Most developed countries are facing an aging population. Currently, persons over 65 years of age represent 13 % of the American population [1], and this number is expected to grow as the “Baby Boomer” generation continues to age beyond 65 [2]. By 2030, they are projected to represent 16.9 % of the population; this segment will increase to 25.8 % by 2060 [3]. The changing demographics of the world’s population have wide-ranging implications that include a shift in medical needs.

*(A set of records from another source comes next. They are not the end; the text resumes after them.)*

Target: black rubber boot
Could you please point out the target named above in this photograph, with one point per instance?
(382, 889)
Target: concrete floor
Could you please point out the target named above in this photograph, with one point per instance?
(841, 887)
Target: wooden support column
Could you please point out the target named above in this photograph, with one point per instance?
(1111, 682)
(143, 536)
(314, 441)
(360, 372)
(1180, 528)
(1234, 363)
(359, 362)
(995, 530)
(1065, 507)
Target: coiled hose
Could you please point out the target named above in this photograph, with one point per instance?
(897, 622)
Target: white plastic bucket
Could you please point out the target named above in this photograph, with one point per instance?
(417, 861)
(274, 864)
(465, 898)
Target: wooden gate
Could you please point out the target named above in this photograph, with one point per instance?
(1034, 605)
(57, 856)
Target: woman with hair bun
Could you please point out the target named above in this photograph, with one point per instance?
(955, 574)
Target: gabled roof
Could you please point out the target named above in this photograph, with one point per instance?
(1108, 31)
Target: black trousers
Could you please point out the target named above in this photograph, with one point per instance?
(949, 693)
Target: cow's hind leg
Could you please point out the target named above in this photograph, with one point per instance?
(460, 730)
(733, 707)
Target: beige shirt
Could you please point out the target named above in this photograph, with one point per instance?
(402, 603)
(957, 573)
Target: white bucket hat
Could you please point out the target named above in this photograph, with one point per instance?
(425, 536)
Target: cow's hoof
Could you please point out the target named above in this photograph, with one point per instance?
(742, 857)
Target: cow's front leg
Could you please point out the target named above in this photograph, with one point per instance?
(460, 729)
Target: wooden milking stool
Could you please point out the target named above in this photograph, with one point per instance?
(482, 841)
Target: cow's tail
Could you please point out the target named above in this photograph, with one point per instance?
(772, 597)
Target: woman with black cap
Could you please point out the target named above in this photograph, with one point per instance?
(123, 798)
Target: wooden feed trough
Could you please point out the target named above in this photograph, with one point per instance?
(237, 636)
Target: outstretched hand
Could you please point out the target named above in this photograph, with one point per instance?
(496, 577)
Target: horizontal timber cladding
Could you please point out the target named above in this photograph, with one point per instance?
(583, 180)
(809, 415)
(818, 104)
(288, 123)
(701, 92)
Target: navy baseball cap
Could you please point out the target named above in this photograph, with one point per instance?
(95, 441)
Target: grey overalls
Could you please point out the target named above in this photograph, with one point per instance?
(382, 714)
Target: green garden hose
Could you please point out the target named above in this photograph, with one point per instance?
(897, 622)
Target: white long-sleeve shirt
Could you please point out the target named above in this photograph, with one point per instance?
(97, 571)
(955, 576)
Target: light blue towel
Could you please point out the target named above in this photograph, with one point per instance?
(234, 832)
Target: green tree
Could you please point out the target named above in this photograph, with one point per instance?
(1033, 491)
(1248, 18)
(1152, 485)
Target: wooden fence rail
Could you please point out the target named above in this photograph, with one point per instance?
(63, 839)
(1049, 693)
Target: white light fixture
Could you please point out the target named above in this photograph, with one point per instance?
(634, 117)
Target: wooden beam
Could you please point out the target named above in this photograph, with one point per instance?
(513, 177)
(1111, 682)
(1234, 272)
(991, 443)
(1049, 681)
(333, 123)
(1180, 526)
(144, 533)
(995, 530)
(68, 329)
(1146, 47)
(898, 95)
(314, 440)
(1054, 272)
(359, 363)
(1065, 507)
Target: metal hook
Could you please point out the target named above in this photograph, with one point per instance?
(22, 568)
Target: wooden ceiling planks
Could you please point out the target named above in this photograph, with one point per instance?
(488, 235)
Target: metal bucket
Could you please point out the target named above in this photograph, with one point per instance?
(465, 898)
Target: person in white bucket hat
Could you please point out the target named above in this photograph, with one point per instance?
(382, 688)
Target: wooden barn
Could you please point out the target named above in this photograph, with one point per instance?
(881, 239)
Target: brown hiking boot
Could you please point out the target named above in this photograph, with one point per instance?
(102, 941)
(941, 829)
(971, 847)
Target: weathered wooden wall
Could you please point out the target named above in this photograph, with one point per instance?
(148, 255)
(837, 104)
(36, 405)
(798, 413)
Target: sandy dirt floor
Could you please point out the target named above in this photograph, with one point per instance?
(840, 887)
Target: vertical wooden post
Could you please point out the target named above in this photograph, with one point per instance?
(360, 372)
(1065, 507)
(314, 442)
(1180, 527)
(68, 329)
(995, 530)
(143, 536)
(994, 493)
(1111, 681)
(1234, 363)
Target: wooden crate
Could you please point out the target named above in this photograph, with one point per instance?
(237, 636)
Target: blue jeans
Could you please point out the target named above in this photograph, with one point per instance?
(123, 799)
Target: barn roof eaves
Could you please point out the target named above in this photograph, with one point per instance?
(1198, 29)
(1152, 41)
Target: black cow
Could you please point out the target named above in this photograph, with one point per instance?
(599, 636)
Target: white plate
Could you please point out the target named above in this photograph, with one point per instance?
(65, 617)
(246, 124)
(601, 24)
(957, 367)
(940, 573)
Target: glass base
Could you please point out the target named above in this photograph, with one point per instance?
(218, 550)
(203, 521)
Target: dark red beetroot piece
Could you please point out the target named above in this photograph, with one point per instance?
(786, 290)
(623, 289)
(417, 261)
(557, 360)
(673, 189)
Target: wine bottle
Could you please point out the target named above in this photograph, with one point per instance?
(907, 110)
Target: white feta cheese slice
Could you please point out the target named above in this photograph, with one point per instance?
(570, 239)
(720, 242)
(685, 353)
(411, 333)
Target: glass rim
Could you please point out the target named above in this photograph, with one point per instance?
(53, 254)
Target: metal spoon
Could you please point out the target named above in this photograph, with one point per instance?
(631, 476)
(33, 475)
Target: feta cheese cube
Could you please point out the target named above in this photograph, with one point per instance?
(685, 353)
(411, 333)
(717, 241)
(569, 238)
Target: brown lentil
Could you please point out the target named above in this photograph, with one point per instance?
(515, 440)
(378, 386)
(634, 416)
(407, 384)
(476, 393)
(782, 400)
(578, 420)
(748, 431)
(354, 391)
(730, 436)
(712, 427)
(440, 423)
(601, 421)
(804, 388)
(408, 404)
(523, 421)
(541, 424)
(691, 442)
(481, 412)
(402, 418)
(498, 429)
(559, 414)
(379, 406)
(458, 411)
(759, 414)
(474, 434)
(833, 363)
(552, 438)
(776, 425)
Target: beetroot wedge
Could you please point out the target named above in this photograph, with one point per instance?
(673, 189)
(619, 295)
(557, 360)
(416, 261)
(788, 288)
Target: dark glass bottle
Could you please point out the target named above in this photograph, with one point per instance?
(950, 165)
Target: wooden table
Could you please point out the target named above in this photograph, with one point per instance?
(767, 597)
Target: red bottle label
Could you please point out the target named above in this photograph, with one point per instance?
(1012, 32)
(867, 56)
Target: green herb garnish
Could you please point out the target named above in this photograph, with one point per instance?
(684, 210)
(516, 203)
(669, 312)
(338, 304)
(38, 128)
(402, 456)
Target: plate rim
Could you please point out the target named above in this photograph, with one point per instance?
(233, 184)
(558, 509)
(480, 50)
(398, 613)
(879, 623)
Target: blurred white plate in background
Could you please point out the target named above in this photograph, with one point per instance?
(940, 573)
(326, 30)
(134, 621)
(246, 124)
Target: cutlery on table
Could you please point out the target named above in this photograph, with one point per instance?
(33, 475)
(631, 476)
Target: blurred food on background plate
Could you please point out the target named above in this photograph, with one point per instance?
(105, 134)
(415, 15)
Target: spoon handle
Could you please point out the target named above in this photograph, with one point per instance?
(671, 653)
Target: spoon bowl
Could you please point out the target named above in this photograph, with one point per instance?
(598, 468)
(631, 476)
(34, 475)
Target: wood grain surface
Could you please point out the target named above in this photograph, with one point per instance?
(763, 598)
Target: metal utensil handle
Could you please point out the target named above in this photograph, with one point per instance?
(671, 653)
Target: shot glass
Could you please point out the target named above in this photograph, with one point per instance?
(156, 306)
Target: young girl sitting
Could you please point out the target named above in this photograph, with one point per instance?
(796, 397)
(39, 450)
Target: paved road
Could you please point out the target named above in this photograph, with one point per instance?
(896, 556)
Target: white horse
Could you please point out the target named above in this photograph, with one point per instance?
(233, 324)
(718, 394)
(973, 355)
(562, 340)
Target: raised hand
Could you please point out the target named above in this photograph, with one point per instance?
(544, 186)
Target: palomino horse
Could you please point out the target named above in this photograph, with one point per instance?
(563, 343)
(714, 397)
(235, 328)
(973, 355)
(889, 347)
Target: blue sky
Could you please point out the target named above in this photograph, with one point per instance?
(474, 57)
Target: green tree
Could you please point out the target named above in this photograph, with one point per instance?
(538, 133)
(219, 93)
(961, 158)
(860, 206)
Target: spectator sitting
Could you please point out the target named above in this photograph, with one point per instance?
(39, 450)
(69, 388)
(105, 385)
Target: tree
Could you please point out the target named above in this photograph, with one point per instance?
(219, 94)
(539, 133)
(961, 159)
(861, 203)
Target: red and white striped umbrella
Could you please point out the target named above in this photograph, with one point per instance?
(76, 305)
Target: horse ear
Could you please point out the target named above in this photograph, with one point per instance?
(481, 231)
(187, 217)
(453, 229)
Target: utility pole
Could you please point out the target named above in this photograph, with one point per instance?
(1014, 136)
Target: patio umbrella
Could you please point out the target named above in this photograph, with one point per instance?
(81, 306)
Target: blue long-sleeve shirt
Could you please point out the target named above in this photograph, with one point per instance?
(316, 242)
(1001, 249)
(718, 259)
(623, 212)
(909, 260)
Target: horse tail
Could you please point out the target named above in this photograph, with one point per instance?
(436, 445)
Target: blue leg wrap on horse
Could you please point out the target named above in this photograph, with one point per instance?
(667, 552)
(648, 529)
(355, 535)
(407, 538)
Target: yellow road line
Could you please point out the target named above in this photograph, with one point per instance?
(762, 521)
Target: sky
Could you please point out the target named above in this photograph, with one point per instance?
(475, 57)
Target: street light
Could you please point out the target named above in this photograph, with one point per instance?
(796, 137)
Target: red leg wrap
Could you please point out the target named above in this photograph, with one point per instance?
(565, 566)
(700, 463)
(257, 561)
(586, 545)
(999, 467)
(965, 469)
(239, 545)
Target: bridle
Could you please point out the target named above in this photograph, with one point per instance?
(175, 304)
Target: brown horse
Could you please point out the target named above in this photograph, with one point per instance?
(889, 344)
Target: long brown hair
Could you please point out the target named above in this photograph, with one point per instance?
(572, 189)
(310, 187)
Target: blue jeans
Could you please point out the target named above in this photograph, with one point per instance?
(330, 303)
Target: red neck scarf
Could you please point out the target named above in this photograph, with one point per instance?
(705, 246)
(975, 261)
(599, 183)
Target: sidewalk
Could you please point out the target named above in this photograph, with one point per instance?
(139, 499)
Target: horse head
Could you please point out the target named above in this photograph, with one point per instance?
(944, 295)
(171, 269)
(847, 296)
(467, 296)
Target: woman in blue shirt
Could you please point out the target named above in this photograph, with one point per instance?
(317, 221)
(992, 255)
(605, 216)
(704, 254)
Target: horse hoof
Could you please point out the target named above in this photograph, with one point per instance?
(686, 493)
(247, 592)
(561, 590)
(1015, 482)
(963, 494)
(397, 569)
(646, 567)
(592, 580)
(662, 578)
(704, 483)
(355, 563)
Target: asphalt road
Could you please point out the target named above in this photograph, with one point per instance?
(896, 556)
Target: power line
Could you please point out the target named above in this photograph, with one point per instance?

Bone fractures are among the most common orthopedic problems that require medical intervention, particularly in the elderly. Almost half of fractures are related to osteoporosis, especially in individuals over the age of 55 [4]. Beyond the impact on the health and quality of life of individual patients, fractures are expensive and present a multi-billion-dollar cost to society because of direct and indirect costs [4]. With an increasingly aging population, a better understanding of how bone repair changes with age is critical in developing and optimizing effective therapeutic treatments.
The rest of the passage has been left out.